Pendant que le rover Perseverance fore les roches martiennes pour collecter ses premiers échantillons, les scientifiques se creusent les méninges pour lui envoyer des compagnons humains. Publiés en septembre dans le journal Materials Today Bio, les travaux d'une équipe de chercheurs de l'université de Manchester pourraient aider à franchir une étape cruciale dans la colonisation de la planète rouge : la construction d'une base.
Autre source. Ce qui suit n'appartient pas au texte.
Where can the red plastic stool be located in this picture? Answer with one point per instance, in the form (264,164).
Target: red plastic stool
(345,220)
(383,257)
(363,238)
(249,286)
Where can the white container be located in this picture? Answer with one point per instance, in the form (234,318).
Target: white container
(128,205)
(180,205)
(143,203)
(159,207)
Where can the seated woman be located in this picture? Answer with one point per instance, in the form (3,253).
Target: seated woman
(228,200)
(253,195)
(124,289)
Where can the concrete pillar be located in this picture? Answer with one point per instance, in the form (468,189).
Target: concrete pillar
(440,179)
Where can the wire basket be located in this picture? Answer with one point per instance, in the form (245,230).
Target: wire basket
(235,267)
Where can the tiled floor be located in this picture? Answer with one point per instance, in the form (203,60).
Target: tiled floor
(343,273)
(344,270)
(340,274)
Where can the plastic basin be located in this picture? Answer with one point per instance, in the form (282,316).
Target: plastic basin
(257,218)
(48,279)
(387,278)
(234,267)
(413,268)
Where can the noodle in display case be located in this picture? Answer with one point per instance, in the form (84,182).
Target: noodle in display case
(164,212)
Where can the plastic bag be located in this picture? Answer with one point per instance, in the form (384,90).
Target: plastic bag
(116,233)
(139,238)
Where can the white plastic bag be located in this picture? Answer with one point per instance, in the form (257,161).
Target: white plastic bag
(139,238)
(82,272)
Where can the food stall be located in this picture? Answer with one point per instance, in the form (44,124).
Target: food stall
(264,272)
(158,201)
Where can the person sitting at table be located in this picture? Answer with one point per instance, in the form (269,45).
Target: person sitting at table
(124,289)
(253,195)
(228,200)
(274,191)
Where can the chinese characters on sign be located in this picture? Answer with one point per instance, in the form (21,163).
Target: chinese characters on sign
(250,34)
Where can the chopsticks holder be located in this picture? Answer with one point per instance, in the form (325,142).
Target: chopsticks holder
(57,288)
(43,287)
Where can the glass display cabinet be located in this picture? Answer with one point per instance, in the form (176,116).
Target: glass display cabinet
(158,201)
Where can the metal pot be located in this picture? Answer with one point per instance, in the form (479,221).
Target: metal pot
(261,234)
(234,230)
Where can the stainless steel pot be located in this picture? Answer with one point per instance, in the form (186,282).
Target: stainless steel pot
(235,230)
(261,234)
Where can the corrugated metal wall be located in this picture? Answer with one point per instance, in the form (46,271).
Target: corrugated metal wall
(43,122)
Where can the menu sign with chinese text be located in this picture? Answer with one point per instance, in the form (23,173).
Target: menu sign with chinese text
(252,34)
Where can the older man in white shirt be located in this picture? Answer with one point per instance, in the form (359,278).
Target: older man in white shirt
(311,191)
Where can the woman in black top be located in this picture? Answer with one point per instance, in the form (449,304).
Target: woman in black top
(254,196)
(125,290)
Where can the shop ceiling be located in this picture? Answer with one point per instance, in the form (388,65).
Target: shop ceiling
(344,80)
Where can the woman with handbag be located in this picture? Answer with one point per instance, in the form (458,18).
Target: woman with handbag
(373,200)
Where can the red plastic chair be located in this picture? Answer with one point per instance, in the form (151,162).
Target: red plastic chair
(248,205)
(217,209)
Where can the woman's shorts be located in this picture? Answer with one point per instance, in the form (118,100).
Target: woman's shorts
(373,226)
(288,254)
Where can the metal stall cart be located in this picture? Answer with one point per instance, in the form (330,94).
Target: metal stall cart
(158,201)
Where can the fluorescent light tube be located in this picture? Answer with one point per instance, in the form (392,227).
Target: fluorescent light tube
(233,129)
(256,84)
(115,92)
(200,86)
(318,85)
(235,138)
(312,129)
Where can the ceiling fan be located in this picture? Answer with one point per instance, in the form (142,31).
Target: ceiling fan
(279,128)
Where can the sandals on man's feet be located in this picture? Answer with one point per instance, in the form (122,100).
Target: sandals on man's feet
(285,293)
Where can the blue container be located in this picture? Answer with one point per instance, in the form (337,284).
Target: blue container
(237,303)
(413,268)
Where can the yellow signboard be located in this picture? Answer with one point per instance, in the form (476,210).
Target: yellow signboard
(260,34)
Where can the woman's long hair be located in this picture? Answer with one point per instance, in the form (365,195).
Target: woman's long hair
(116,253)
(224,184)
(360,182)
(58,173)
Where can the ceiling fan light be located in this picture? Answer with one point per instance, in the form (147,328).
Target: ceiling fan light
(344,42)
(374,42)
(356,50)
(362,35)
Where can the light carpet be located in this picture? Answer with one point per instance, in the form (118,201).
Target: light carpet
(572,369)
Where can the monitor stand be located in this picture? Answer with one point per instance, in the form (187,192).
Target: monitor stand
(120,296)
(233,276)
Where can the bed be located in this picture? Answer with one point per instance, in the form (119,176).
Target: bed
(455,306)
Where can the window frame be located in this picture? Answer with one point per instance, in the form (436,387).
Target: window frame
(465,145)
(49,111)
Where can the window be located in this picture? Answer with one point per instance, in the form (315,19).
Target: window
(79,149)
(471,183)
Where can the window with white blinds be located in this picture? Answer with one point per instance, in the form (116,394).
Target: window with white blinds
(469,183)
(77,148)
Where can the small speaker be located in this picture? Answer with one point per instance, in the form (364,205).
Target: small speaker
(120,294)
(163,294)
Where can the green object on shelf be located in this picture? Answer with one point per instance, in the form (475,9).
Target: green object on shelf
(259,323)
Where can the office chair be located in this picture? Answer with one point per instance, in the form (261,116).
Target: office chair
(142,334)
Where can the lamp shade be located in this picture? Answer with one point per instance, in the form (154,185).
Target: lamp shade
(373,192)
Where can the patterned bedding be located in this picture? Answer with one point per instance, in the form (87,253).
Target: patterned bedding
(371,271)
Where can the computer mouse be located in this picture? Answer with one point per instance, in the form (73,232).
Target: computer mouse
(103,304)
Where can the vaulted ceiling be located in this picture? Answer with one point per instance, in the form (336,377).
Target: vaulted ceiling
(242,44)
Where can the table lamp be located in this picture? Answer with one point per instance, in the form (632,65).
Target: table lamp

Utiliser les ressources martiennes
Un problème particulièrement épineux, car expédier sur place des grues, des marteaux-piqueurs ou même des plaques de plâtre nécessiterait des vaisseaux spatiaux gigantesques. En l'état actuel des choses, transporter une simple brique jusqu'à Mars coûterait environ deux millions de dollars (1,7 million d'euros). Autant dire que seule une poignée de milliardaires pourrait se payer se luxe de posséder une (modeste) résidence martienne.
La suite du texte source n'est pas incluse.